Il gardait des inquiétudes. Sans doute le monde venait, mais la vente serait-elle le triomphe espéré? Pourtant, il riait avec Paul, il l’emmena gaiement.
– Ça paraît vouloir s’allumer un peu, dit Hutin à Favier. Seulement, je n’ai pas de chance, il y a des jours de guignon, ma parole!… Je viens encore de faire un Rouen, cette tuile ne m’a rien acheté.
Et il désignait du menton une dame qui s’en allait, en jetant des regards dégoûtés sur toutes les étoffes. Ce ne serait pas avec ses mille francs d’appointements qu’il s’engraisserait, s’il ne vendait rien; d’habitude, il se faisait sept ou huit francs de tant pour cent et de guelte, ce qui lui donnait, avec son fixe, une dizaine de francs par jour, en moyenne.
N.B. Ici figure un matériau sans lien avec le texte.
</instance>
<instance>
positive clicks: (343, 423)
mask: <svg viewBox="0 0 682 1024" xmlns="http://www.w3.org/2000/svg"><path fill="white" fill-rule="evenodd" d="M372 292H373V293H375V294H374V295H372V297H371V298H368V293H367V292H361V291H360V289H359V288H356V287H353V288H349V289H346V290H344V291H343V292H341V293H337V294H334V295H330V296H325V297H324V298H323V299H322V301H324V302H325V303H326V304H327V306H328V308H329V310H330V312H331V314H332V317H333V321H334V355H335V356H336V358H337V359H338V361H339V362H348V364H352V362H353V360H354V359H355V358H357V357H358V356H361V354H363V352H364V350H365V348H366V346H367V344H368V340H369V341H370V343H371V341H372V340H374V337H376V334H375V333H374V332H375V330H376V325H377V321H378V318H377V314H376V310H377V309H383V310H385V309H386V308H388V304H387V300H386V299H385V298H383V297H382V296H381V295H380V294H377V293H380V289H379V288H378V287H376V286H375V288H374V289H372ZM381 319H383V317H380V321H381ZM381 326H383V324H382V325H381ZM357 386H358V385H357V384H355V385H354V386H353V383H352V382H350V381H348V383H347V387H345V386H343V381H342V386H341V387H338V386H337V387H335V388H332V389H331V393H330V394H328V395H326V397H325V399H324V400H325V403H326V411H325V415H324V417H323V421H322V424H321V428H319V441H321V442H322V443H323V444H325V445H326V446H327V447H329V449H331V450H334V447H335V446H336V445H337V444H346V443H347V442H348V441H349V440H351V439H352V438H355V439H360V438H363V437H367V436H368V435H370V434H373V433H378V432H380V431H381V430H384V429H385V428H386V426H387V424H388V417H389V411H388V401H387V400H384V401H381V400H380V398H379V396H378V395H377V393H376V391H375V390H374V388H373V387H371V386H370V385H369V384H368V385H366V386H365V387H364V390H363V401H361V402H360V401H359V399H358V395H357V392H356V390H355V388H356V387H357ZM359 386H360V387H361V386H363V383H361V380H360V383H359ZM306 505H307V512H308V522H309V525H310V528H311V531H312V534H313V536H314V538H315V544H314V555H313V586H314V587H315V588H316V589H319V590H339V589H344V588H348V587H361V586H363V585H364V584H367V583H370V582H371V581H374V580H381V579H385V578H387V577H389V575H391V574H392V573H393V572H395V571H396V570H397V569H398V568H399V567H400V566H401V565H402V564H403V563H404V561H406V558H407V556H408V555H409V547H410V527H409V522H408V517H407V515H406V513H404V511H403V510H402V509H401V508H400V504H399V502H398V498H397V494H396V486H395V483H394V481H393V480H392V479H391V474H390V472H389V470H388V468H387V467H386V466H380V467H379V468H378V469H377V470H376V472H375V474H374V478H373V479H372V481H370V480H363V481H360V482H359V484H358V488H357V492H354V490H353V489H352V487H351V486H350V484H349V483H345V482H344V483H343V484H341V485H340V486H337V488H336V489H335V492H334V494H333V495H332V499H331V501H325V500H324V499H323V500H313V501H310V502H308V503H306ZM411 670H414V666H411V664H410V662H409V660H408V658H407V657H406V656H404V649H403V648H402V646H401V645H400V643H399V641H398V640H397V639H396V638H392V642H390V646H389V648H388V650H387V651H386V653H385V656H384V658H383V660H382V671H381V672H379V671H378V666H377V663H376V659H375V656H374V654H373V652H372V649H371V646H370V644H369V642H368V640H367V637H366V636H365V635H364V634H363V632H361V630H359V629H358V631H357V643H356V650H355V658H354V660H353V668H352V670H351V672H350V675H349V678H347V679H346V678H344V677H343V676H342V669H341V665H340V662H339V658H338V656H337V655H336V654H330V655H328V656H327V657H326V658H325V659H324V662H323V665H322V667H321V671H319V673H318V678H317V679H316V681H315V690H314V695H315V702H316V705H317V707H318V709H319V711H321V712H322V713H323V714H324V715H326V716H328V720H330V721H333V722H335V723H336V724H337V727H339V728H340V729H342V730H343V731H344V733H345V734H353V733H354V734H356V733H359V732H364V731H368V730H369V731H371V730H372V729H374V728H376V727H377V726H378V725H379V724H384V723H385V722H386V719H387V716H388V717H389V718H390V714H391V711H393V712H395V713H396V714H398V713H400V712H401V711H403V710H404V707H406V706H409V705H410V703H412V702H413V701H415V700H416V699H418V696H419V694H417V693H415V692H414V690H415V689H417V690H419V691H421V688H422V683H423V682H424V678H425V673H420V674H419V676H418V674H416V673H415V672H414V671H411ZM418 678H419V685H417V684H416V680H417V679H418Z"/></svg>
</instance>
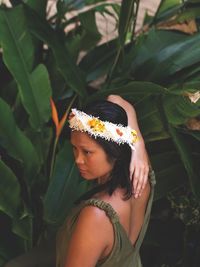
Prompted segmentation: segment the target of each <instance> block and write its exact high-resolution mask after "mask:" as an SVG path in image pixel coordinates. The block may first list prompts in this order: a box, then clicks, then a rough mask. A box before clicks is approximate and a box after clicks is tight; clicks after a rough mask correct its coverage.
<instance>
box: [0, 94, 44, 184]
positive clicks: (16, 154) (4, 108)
mask: <svg viewBox="0 0 200 267" xmlns="http://www.w3.org/2000/svg"><path fill="white" fill-rule="evenodd" d="M0 113H1V114H3V116H0V143H1V146H3V147H4V149H5V150H6V152H7V153H8V154H9V155H10V156H11V157H14V158H15V159H17V160H18V161H19V162H20V164H21V166H22V167H23V169H24V177H25V179H26V183H27V184H29V186H30V185H31V184H32V182H33V180H34V177H35V176H36V175H37V173H38V171H39V169H40V162H39V160H38V156H37V153H36V151H35V148H34V146H33V145H32V143H31V141H30V140H29V139H28V138H27V137H26V136H25V135H24V133H23V132H22V131H21V130H20V129H19V128H18V126H17V125H16V123H15V120H14V116H13V114H12V111H11V109H10V107H9V106H8V105H7V104H6V102H4V101H3V100H2V99H1V98H0Z"/></svg>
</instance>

Favier n’arrivait guère qu’à huit; et voilà que ce sabot lui enlevait les morceaux de la bouche, car il sortait de débiter une nouvelle robe. Un garçon froid qui n’avait jamais su égayer une cliente! C’était exaspérant.
– Les bonnetons et les bobinards ont l’air de battre monnaie, murmura Favier en parlant des vendeurs de la bonneterie et de la mercerie.
Mais Hutin, qui fouillait le magasin du regard, dit brusquement:
– Connaissez-vous Mme Desforges, la bonne amie du patron?… Tenez! cette brune à la ganterie, celle à qui Mignot essaye des gants.
Il se tut, puis il reprit tout bas, comme parlant à Mignot, qu’il ne quittait plus des yeux:
– Va, va, mon bonhomme, frotte-lui bien les doigts, pour ce que ça t’avance! On les connaît, tes conquêtes!
Il y avait, entre lui et le gantier, une rivalité de jolis hommes, qui tous deux affectaient de coqueter avec les clientes. D’ailleurs, ils n’auraient pu, ni l’un ni l’autre, se vanter d’aucune bonne fortune réelle; Mignot vivait sur la légende d’une femme de commissaire de police tombée amoureuse de lui, tandis que Hutin avait véritablement conquis à son rayon une passementière, lasse de traîner dans les hôtels louches du quartier; mais ils mentaient, ils laissaient volontiers croire à des aventures mystérieuses, à des rendez-vous donnés par des comtesses, entre deux achats.
– Vous devriez la faire, dit Favier de son air de pince-sans-rire.
– C’est une idée! s’écria Hutin. Si elle vient ici, je l’entortille, il me faut cent sous!